ある日、いつもの通りに朝の走り込みをやろうとすると家の前には木刀を持ったサチルが立っていた。
『ハクレ、私と勝負しなさい。そんなんじゃ強くなれないことを証明してあげるわ』
サチルはこの2年で王都の武術大会の子供の部で上位に入るほどの腕前になっていた。当然そんなことは知っていた。そのときの僕はそれでも、こんなに頑張ったんだからきっといい勝負ができると思っていた、本のにんじゃのように表には出ないけど人を助けることができるくらいに強くなっているんだと信じて疑わなかった…
ちょっと考えれば結果なんて分かったはずだった。僕は2回サチルの木刀をかわすのが精一杯だった。
3度の振り下ろしは僕の肩を打ち、地面に叩きつけられる。悔しかった、結局僕には無理だったんだ。気がつくと地面をまじかに見ながら泣いていた。

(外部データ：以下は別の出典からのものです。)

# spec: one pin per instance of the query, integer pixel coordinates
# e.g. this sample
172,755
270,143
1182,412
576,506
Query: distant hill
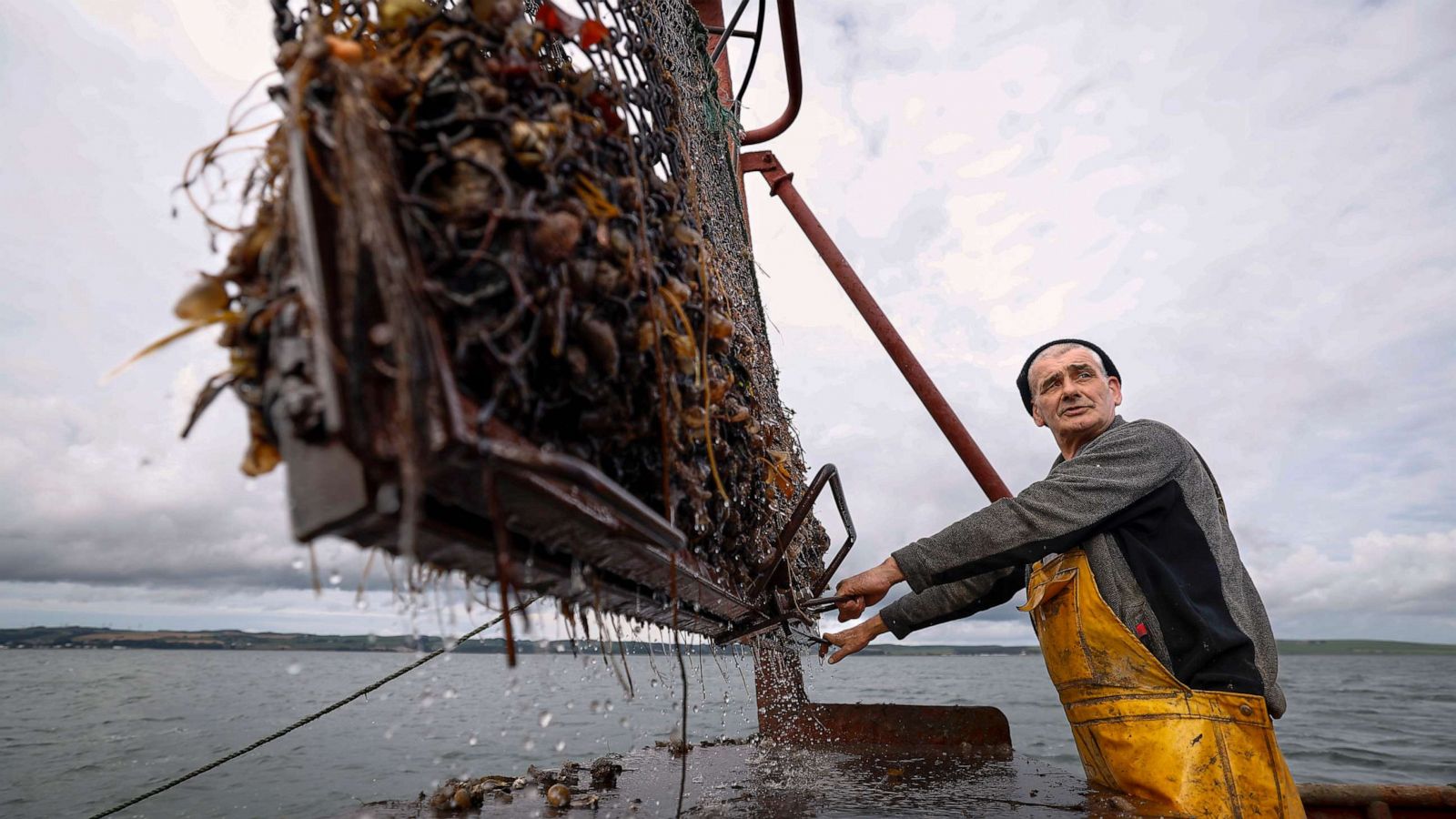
82,637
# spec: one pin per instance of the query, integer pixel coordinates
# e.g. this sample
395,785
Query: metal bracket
784,608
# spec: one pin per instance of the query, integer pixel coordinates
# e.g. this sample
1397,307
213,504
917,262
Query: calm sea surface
82,731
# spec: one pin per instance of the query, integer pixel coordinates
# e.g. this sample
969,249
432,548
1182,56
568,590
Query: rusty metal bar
781,184
827,474
790,34
1322,794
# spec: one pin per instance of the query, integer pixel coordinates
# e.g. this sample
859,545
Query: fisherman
1149,624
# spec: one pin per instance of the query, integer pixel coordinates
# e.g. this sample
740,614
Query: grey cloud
1256,222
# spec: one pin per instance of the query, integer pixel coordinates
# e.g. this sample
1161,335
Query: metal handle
827,474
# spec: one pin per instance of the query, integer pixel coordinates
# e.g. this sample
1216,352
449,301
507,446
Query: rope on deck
315,716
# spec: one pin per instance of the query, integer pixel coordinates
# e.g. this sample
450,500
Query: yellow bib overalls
1138,729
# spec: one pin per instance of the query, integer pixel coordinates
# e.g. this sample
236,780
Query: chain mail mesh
655,62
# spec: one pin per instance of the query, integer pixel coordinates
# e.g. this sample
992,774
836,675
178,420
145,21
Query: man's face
1070,395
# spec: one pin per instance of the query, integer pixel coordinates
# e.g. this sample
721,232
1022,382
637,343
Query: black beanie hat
1023,380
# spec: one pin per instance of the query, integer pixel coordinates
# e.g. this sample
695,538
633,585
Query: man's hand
868,589
855,639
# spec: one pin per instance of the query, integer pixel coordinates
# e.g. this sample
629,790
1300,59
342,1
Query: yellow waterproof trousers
1138,729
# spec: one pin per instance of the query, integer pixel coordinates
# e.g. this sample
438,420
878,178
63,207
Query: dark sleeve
953,601
1077,500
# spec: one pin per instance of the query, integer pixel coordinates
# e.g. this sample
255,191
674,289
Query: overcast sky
1249,206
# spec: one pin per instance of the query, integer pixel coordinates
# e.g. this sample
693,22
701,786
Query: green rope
310,717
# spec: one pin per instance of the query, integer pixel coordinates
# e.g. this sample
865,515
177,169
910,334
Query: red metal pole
781,184
790,34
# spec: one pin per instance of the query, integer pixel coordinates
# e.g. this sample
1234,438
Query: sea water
85,729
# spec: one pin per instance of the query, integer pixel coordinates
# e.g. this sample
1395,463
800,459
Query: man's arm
1077,499
953,601
935,605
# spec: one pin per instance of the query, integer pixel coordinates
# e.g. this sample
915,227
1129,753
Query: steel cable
315,716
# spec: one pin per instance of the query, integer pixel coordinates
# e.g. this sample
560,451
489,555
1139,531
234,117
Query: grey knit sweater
1143,504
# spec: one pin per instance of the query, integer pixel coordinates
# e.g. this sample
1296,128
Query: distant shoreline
232,640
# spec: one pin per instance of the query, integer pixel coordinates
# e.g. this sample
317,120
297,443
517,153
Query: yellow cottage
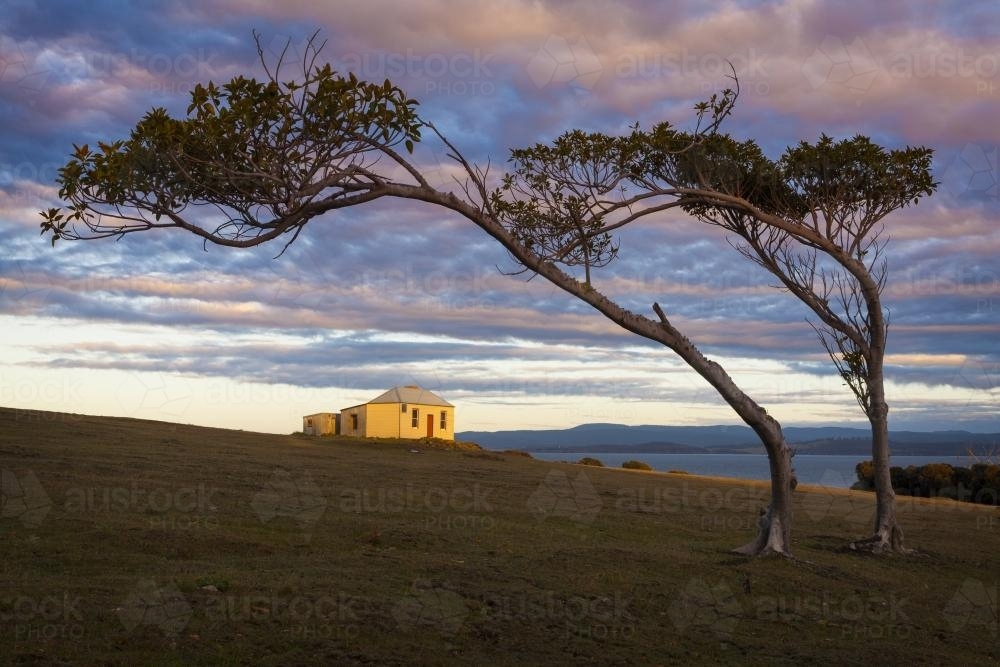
401,412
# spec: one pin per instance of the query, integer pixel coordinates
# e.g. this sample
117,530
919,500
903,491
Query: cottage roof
411,394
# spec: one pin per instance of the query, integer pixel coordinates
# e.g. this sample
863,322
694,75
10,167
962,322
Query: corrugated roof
411,394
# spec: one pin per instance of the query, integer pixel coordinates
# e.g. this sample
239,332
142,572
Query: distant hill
728,439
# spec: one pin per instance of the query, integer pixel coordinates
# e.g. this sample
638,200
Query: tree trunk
888,534
775,525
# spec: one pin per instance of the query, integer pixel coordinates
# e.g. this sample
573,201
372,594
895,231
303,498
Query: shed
401,412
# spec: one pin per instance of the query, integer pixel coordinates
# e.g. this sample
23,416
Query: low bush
977,484
589,461
518,452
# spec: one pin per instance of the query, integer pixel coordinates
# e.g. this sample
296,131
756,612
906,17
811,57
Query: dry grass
170,544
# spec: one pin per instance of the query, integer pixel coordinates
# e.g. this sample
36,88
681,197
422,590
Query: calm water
827,469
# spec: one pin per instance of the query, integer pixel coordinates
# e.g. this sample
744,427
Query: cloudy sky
158,326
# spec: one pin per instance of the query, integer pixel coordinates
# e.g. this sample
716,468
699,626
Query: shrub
518,452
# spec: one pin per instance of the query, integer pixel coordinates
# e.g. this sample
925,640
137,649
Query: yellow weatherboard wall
391,415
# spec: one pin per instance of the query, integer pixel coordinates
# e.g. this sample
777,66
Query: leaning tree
255,160
814,219
269,156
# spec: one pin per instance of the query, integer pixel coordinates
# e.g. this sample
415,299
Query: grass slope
129,542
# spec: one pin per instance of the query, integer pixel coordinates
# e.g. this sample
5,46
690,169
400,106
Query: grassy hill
135,542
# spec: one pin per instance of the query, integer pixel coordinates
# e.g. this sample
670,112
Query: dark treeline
979,483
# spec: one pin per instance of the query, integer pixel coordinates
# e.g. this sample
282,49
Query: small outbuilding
402,412
321,423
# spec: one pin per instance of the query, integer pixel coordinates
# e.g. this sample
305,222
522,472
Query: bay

地面に這いつくばったまま動かない僕を心配したのか声をかけてくる。
『ハクレ、大丈夫。やりすぎたわ…でも、わかったでしょ走るだけじゃ強くはなれないのよ。今からでも剣術を一緒に始めましょうよ』
『サチルには分からないんだよ。僕の気持ちが、剣術だって全然上達しないの知ってるじゃないか。だから、だから僕は違う方法でも強くなろうと頑張ってるのに。僕には強くなるなんて無理なんだよ。もうほっといてよ』
僕は悔しさと、惨めな気持ちからサチルにあたってしまった。